Austria called the conference and invited the interior and foreign ministers of Albania, Bosnia and Herzegovina, Bulgaria, Kosovo, Croatia, Macedonia, Montenegro, Serbia and Slovenia. The government statement said "the aim is to reach agreement on current migration challenges" and discussions will center on internal security, border management, extremism and foreign policy.
The meeting follows the announcement of a call from the Visegrad group of countries — the Czech Republic, Hungary, Poland and Slovakia — together with Bulgaria and Macedonia for urgent action to close the borders Macedonian and Bulgarian borders with Greece to deal with the refugee crisis, effectively cutting Greece off from the Schengen area.
Athens, Berlin, Brussels Upset
However, sources in the German government made it clear it was deeply unhappy with the Vienna-led conference, which some perceive as leading to a mini-Schengen. No representatives from Germany, Greece or even the EU were invited to the meeting, drawing further anger over the migrant crisis.
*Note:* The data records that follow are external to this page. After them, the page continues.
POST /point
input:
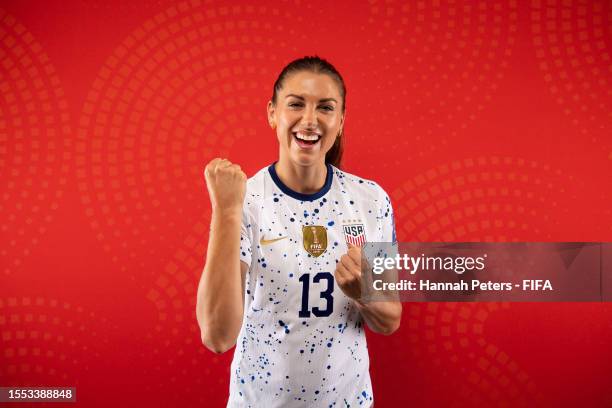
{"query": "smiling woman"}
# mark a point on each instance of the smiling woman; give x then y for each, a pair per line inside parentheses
(282, 278)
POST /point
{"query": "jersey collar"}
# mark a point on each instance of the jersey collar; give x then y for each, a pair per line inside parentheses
(301, 196)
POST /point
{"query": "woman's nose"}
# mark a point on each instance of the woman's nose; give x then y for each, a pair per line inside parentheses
(310, 116)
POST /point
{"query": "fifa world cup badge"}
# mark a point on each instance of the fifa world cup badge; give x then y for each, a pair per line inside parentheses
(314, 239)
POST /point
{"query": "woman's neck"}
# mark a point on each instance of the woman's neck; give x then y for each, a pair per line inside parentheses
(302, 179)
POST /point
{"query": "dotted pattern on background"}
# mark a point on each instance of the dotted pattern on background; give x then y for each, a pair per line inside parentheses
(445, 60)
(37, 340)
(570, 44)
(35, 152)
(442, 203)
(168, 77)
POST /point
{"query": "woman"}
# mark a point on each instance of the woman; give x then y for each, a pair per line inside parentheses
(282, 277)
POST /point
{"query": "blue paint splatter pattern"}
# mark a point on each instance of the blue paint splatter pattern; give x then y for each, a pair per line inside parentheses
(282, 359)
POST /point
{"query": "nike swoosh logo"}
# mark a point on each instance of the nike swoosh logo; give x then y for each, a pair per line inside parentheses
(263, 241)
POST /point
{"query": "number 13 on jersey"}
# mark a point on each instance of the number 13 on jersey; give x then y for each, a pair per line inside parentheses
(321, 279)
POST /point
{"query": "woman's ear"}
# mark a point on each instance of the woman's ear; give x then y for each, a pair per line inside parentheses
(271, 110)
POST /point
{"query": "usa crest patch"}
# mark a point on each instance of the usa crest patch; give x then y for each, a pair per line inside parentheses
(354, 234)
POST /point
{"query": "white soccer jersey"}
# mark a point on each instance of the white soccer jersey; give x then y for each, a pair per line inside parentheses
(302, 342)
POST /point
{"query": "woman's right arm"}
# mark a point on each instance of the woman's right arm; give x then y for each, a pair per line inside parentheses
(219, 307)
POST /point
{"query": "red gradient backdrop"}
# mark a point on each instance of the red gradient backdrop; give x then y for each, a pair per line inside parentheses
(484, 120)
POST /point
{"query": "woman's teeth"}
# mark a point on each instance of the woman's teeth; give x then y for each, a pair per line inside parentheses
(306, 137)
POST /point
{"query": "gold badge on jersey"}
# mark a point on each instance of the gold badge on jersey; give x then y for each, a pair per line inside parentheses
(314, 239)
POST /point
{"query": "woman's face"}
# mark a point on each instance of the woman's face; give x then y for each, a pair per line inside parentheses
(307, 117)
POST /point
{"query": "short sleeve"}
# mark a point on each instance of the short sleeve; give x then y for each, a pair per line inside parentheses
(246, 237)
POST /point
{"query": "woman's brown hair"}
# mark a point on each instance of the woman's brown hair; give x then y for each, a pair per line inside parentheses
(317, 65)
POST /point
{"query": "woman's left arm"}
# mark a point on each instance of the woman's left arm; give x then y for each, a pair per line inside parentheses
(381, 316)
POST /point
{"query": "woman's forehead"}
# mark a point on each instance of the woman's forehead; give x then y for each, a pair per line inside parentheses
(308, 84)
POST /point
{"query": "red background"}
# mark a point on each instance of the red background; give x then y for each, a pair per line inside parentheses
(484, 120)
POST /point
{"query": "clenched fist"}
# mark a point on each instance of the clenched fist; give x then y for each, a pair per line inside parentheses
(226, 184)
(348, 272)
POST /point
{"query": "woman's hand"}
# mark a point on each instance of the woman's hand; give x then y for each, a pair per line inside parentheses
(348, 272)
(226, 183)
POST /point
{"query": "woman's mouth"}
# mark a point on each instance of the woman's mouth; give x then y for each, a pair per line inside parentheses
(306, 140)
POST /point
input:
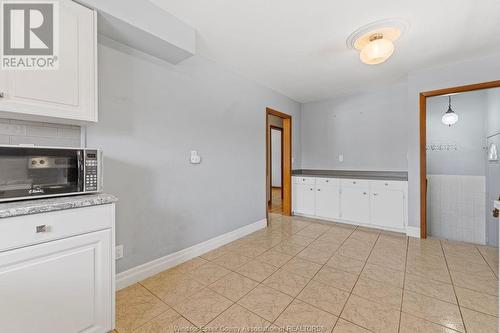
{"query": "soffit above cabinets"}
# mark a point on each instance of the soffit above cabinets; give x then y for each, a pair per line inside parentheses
(145, 27)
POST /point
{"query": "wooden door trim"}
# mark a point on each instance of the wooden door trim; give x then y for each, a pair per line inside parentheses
(287, 158)
(276, 128)
(423, 139)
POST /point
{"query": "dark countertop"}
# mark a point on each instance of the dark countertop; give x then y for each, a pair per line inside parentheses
(372, 175)
(37, 206)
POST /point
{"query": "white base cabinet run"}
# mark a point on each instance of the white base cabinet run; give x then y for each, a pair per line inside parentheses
(376, 203)
(60, 280)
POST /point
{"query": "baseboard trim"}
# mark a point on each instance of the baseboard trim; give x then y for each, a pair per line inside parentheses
(413, 232)
(357, 224)
(141, 272)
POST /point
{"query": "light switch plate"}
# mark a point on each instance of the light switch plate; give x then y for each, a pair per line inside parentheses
(118, 252)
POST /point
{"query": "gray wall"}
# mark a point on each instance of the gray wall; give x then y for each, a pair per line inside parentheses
(16, 132)
(468, 135)
(368, 129)
(151, 115)
(493, 112)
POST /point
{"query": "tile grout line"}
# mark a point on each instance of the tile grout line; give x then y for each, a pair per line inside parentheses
(404, 283)
(453, 285)
(294, 298)
(359, 275)
(487, 263)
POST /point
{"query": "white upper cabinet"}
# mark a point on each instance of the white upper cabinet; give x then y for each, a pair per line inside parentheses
(67, 94)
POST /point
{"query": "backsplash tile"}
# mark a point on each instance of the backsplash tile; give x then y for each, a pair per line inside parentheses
(40, 134)
(457, 207)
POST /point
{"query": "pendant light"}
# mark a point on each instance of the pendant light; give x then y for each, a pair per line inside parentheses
(450, 117)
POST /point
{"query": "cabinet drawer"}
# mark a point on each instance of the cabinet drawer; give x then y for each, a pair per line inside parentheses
(327, 182)
(387, 185)
(304, 180)
(357, 183)
(27, 230)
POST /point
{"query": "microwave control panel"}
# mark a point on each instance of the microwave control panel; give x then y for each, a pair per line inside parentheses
(91, 180)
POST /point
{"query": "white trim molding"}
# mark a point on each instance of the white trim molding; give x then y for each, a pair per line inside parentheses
(141, 272)
(413, 232)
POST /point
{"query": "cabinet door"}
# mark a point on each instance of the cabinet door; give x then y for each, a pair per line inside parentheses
(355, 205)
(63, 286)
(328, 202)
(305, 199)
(387, 209)
(68, 92)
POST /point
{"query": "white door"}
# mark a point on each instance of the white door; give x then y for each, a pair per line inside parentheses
(305, 199)
(70, 91)
(387, 209)
(355, 205)
(328, 202)
(62, 286)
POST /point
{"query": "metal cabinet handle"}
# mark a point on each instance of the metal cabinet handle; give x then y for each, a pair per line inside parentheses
(42, 228)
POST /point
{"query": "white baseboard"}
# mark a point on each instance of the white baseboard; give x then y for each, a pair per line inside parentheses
(141, 272)
(357, 224)
(413, 232)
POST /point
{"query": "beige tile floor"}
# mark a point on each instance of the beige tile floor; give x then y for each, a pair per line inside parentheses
(301, 275)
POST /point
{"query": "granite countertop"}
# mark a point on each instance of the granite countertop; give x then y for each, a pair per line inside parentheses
(36, 206)
(372, 175)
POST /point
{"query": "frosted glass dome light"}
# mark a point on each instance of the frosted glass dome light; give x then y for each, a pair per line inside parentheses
(450, 117)
(377, 50)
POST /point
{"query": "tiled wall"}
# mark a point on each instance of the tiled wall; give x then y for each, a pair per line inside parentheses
(37, 133)
(457, 207)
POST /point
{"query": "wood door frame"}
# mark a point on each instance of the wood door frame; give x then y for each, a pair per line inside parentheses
(276, 128)
(286, 166)
(423, 139)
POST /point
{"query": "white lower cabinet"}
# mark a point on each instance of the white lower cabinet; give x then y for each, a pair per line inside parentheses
(305, 201)
(355, 205)
(327, 202)
(59, 286)
(376, 203)
(387, 208)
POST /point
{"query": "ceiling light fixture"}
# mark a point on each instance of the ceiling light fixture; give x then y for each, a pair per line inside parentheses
(450, 117)
(375, 41)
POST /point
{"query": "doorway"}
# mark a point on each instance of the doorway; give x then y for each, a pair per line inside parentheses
(451, 180)
(278, 162)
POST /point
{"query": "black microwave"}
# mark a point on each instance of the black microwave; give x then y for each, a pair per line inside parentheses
(41, 172)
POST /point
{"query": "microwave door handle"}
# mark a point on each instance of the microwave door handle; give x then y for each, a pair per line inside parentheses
(81, 171)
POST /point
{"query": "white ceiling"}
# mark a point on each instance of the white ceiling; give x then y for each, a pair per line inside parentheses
(298, 47)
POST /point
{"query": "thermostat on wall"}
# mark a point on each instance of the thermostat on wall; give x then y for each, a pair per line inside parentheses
(195, 158)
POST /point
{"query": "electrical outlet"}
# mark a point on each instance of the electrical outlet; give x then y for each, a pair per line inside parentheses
(118, 252)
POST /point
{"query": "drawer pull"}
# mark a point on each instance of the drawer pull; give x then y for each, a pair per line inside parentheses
(42, 228)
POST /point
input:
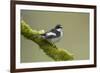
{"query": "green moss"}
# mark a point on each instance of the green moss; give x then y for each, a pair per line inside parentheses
(49, 48)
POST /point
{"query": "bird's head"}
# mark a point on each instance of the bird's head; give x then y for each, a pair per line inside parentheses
(58, 26)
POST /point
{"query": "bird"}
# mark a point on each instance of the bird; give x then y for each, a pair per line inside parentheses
(55, 34)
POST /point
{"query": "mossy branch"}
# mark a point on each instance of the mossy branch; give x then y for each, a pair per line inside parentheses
(49, 48)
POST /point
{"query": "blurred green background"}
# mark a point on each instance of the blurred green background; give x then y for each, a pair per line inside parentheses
(75, 39)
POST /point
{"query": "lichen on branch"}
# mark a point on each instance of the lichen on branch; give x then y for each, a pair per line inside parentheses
(50, 49)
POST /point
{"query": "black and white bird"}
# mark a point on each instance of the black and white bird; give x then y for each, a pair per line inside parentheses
(54, 35)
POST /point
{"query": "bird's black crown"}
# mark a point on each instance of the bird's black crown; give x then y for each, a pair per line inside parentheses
(58, 26)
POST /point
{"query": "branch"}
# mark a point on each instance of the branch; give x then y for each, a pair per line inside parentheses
(49, 48)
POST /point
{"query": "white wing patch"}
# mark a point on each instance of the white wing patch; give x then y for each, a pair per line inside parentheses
(51, 33)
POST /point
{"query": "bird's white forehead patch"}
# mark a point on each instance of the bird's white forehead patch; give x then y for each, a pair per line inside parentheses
(51, 33)
(59, 29)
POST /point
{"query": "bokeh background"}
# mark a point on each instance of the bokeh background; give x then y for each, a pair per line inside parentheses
(75, 39)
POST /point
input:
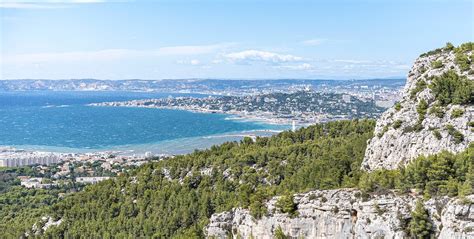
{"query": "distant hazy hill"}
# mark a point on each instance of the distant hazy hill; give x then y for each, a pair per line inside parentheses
(185, 85)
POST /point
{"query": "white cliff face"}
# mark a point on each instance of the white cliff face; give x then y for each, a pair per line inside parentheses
(344, 214)
(392, 146)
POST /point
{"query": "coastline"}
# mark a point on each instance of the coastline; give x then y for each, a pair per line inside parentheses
(255, 116)
(165, 148)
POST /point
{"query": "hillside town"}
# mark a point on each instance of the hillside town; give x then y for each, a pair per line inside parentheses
(302, 107)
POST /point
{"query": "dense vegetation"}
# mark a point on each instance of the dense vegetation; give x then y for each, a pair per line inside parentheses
(176, 197)
(436, 175)
(450, 88)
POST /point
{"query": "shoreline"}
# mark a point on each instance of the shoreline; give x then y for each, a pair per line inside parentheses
(165, 148)
(256, 116)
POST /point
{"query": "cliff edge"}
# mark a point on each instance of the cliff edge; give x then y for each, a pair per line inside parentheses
(435, 113)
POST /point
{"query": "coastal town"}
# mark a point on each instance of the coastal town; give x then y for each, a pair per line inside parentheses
(302, 107)
(36, 169)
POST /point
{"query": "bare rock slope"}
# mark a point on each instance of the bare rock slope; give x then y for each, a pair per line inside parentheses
(435, 114)
(344, 214)
(429, 118)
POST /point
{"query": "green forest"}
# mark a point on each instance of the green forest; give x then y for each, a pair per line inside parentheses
(176, 197)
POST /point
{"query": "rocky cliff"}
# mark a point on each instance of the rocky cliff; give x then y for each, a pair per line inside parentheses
(422, 123)
(435, 114)
(345, 214)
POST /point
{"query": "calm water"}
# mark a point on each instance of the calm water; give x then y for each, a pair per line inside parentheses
(61, 121)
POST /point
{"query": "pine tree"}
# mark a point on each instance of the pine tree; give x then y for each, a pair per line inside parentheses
(420, 225)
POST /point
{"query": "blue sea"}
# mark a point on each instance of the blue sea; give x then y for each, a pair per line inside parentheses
(62, 122)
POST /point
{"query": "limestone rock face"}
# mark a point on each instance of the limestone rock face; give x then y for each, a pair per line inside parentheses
(344, 214)
(395, 140)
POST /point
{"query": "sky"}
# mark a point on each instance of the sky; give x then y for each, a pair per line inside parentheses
(176, 39)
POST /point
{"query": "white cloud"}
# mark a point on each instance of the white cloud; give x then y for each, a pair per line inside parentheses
(45, 4)
(112, 54)
(193, 62)
(249, 56)
(314, 42)
(300, 67)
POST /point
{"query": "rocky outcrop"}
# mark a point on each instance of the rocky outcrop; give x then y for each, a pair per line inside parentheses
(345, 214)
(397, 139)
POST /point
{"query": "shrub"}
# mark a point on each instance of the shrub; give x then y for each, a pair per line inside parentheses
(398, 106)
(420, 225)
(397, 124)
(462, 61)
(452, 88)
(286, 204)
(421, 108)
(465, 47)
(437, 134)
(437, 64)
(279, 234)
(457, 136)
(456, 113)
(419, 86)
(437, 110)
(449, 46)
(384, 130)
A spokesman for the Greek foreign ministry said the meeting as "one-sided and not at all friendly" while Greece's Migration Minister Yiannis Mouzalas said cutting off the West Balkan route from people fleeing genuine war zones or persecution was anti-European.
"It wounds Europe and will burden our country with something it does not deserve. The Balkan route was a humanitarian corridor. It could close after consultations and not by turning one country against the other."
European Commission spokesman for internal affairs, Natasha Bertaud said:
"We are concerned by the fact that some member states are acting outside the agreed framework for the Western Balkan route cooperation. We believe member states should work together other, and not against each other in this respect."
Austrian Chancellor Werner Faymann called Germany's refugee policy "contradictory" while his Foreign Minister Sebastian Kurz told Bild newspaper: "We have to generally cut down on the flow of refugees. Last year, Austria accepted per capita twice as many asylum applications as Germany. That won't happen a second time."